El arte de Michel era desesperante, asfixiante. Orgulloso, observaba sus expresiones con una sonrisa encantadora y feliz. Recordaba a Sung a sus horas con la venda sobre los ojos y las manos atadas a la espalda. Compuso como pudo su sonrisa llena de desesperación, de ganas de escapar a su cárcel personal.

—¿Te gustan? —Michel exclamó sin acercarse, su expresión hambrienta de la verdad tras el horror en Sung. Se cruzó de brazos al admirar cada una de sus obras. En la poca luz, sus facciones eran filo de blancura y de sombras peligrosas—. Es mi trabajo de años. Los círculos son inicio y final, encierro y liberación.

El vidente parpadeó, las frases en su interior lejanas a la adulación que se esperaba de él.
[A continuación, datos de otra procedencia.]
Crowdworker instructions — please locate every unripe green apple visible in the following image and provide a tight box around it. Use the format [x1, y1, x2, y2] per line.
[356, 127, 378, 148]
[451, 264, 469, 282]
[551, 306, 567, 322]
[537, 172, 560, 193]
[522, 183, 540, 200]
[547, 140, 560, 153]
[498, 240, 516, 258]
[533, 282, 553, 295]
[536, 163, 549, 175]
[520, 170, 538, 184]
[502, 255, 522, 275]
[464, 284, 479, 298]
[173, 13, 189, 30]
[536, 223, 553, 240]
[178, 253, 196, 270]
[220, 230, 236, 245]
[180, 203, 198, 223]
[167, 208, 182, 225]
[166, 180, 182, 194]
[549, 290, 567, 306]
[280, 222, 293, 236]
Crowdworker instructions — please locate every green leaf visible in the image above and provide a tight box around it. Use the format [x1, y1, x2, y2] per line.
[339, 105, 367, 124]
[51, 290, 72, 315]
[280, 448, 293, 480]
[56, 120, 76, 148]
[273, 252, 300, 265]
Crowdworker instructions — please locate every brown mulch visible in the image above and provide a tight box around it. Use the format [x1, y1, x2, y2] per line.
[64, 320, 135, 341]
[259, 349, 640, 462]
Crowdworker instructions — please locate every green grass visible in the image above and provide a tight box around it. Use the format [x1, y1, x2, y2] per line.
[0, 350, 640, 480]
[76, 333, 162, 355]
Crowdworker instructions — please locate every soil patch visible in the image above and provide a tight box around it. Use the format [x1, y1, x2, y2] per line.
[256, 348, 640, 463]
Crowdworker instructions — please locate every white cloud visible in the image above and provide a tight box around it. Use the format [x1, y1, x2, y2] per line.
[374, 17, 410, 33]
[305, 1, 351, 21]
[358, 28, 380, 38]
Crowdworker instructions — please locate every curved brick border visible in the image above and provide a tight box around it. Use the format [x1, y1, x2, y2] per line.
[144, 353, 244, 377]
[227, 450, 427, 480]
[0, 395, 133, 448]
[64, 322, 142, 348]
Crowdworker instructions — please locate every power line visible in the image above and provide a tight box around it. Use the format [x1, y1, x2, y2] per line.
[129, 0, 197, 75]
Evitó el fulgor de aceite de esos ojos tan negros como el carboncillo de las obras.

—Es... Sobrecogedor. —Logró expresar sin que la lengua se le trabara. Gesticuló su incomodidad con las manos—. Intimidado, incluso. Solo ver estas imágenes me llena de confusión y de... Terror.

—¡Fantástico! —Michel mostraba más emoción en su expresión por esas pinturas que por la idea de su propia muerte. Sung lo vio sentándose en un taburete desgastado, frente a una pieza a medio hacer de fondo rosa—. Entonces ayúdame a terminar este. Vas a sorprenderte de la belleza real de estos círculos.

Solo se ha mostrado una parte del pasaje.